Our amended and restated bylaws designate the Court of Chancery of the State of Delaware as the sole and exclusive forum for certain types of actions and proceedings that may be initiated by our stockholders, and the United States federal district courts as the exclusive forum for claims under the Securities Act, which could limit our stockholders’ ability to obtain what such stockholders believe to be a favorable judicial forum for disputes with us or our directors, officers or employees.
If securities or industry analysts do not publish research or publish misleading or unfavorable research about our business, our stock price and trading volume could decline.
If the distribution, together with certain related transactions, does not qualify as a transaction that is generally tax-free for U.S. federal income tax purposes, Ziff Davis, Consensus and Ziff Davis stockholders could be subject to significant tax liabilities, and, in certain circumstances, Consensus could be required to indemnify Ziff Davis for material taxes and other related amounts pursuant to indemnification obligations under the tax matters agreement.
Our debt obligations could adversely affect our business and our ability to meet our obligations and pay dividends.

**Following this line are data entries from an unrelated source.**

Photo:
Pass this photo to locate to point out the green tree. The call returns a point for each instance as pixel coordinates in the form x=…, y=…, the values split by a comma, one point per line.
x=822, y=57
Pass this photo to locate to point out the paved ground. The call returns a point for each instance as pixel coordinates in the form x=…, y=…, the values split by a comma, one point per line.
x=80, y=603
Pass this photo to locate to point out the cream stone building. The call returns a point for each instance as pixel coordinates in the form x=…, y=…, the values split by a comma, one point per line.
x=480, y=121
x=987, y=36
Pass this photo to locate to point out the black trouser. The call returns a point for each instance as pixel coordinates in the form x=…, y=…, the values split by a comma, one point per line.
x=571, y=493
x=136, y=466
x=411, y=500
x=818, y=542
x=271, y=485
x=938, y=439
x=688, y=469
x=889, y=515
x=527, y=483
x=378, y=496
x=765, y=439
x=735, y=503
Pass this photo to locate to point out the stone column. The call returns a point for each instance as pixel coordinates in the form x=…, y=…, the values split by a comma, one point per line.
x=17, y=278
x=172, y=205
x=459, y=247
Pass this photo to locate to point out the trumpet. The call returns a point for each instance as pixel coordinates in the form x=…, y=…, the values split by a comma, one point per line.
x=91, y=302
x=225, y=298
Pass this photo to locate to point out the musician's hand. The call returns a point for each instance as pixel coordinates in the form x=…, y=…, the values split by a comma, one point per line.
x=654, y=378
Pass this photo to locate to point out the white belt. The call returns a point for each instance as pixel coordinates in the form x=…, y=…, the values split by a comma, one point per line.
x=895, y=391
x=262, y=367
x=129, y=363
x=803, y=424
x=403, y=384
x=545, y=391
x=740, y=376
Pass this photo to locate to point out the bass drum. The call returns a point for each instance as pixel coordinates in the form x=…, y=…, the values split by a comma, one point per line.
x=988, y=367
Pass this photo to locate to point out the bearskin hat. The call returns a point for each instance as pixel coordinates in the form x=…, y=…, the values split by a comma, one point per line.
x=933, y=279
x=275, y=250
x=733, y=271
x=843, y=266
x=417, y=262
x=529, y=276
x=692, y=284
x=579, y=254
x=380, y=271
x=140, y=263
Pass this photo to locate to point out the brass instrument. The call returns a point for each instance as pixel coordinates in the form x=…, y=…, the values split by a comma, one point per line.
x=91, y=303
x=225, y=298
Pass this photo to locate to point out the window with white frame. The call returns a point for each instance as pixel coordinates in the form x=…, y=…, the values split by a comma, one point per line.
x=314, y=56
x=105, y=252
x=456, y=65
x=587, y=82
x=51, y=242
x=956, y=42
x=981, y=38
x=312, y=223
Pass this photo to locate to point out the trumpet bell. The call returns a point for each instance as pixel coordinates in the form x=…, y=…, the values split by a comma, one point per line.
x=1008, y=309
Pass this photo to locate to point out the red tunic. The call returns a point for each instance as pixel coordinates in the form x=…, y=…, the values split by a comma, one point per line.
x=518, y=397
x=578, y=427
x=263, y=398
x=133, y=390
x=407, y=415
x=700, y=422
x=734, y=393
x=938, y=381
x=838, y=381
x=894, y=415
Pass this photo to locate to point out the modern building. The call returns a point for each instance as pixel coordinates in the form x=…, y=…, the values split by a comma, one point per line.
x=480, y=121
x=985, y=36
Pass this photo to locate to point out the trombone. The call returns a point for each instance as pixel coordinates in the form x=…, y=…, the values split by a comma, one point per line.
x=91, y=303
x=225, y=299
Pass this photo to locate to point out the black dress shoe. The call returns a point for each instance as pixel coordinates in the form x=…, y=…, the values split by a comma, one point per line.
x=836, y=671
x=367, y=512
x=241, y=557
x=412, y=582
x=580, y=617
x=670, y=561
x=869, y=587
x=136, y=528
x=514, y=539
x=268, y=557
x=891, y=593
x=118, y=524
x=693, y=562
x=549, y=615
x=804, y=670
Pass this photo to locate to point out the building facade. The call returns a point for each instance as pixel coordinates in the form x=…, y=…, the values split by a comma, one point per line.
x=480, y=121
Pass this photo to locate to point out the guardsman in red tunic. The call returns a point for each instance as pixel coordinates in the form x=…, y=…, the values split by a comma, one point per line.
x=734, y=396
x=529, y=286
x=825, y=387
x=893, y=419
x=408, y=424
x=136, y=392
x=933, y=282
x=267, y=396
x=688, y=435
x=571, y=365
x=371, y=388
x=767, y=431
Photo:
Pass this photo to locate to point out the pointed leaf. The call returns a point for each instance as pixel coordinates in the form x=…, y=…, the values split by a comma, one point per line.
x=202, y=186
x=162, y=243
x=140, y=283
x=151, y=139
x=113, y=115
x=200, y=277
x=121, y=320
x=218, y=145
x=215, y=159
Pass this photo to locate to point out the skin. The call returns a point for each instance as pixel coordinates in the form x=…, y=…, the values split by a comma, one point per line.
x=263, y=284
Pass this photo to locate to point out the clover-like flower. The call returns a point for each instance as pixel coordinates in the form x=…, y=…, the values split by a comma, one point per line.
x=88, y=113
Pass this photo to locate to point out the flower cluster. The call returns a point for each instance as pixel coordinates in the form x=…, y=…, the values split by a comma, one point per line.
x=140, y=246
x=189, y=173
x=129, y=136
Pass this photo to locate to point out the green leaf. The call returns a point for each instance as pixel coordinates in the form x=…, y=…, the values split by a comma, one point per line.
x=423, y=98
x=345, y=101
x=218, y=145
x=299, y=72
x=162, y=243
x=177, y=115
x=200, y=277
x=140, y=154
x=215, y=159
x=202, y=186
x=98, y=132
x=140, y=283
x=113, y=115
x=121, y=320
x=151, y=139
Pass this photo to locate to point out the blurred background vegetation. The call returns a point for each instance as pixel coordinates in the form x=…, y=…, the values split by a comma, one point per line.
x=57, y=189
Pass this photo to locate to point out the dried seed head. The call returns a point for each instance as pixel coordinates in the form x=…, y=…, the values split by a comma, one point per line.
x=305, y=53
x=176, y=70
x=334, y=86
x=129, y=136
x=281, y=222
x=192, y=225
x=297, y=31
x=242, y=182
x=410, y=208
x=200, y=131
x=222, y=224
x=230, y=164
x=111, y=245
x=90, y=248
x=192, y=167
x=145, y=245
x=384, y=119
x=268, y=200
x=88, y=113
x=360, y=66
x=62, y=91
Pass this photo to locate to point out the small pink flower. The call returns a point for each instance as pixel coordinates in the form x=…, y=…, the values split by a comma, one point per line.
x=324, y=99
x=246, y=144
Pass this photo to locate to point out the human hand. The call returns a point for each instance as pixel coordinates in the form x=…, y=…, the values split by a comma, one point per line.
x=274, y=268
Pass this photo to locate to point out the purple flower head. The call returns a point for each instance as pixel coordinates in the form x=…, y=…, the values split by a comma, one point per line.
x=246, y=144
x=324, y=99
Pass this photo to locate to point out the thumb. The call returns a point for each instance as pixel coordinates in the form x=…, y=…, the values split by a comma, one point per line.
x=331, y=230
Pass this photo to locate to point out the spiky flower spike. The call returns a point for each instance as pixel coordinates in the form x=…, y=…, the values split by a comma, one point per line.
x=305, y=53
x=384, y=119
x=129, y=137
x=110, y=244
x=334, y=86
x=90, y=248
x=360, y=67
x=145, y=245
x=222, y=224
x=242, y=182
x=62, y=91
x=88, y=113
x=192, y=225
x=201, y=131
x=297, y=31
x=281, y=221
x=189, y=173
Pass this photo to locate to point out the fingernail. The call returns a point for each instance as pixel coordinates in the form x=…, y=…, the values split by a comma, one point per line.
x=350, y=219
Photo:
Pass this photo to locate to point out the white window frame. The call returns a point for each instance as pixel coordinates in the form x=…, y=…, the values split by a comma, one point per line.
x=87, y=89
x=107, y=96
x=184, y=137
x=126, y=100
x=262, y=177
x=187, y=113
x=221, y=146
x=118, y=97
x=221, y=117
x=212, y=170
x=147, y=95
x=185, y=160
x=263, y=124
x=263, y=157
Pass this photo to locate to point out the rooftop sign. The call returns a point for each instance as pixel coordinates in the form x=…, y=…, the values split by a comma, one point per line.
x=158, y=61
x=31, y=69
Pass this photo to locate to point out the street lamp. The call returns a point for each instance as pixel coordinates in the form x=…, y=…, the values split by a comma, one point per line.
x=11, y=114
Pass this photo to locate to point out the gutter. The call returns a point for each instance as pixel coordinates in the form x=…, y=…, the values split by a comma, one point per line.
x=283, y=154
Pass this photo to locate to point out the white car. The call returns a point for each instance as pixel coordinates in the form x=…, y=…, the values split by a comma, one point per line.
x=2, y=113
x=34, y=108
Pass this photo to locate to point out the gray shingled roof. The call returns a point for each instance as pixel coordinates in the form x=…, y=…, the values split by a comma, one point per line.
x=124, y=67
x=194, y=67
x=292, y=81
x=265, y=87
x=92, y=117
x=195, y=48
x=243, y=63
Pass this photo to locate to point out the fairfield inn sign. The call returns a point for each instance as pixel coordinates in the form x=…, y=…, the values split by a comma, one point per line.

We may not be able to generate sufficient cash to service all of our indebtedness and may be forced to take other actions to satisfy our obligations under our indebtedness, which may not be successful.
We and Ziff Davis continue to have some obligations under transaction agreements that were executed as part of the separation.
As an independent, publicly traded company, we may not enjoy the same benefits that were available to us as a business unit of Ziff Davis.
Item 7. Management’s Discussion and Analysis of Financial Condition and Results of Operations
In addition to historical information, the following Management’s Discussion and Analysis of Financial Condition and Results of Operations contains forward-looking statements. These forward-looking statements involve risks, uncertainties and assumptions. The actual results may differ materially from those anticipated in these forward-looking statements as a result of many factors, including but not limited to those discussed in Part I, Item 1A - “Risk Factors” in this Annual Report on Form 10-K. Readers are cautioned not to place undue reliance on these forward-looking statements, which reflect management’s opinions only as of the date hereof. We undertake no obligation to revise or publicly release the results of any revision to these forward-looking statements, except as required by law. Readers should carefully review the Risk Factors and the risk factors set forth in other documents we file from time to time with the SEC.
Consensus is a leading provider of secure information delivery services with a scalable Software-as-a-Service (“SaaS”) platform. Consensus serves approximately 800 thousand customers of all sizes, from enterprises to individuals, across approximately 46 countries and multiple industry verticals including healthcare, government, financial services, law and education. Our top 10 customers represent approximately 8% of total revenues and approximately 74% of our Small office home office (“SoHo”) customer accounts are older than 2 years. Beginning as an online fax company over two decades ago, Consensus has evolved into a leading global provider of enterprise secure communication solutions. Consensus is well positioned to capitalize on advancements in how people and businesses share private documents and information. Its mission is to democratize secure information interchange across technologies and industries and solve the healthcare interoperability challenge. Consensus’s communication and interoperability solutions enable its customers to securely and cooperatively access, exchange and use information across organizational, regional and national boundaries.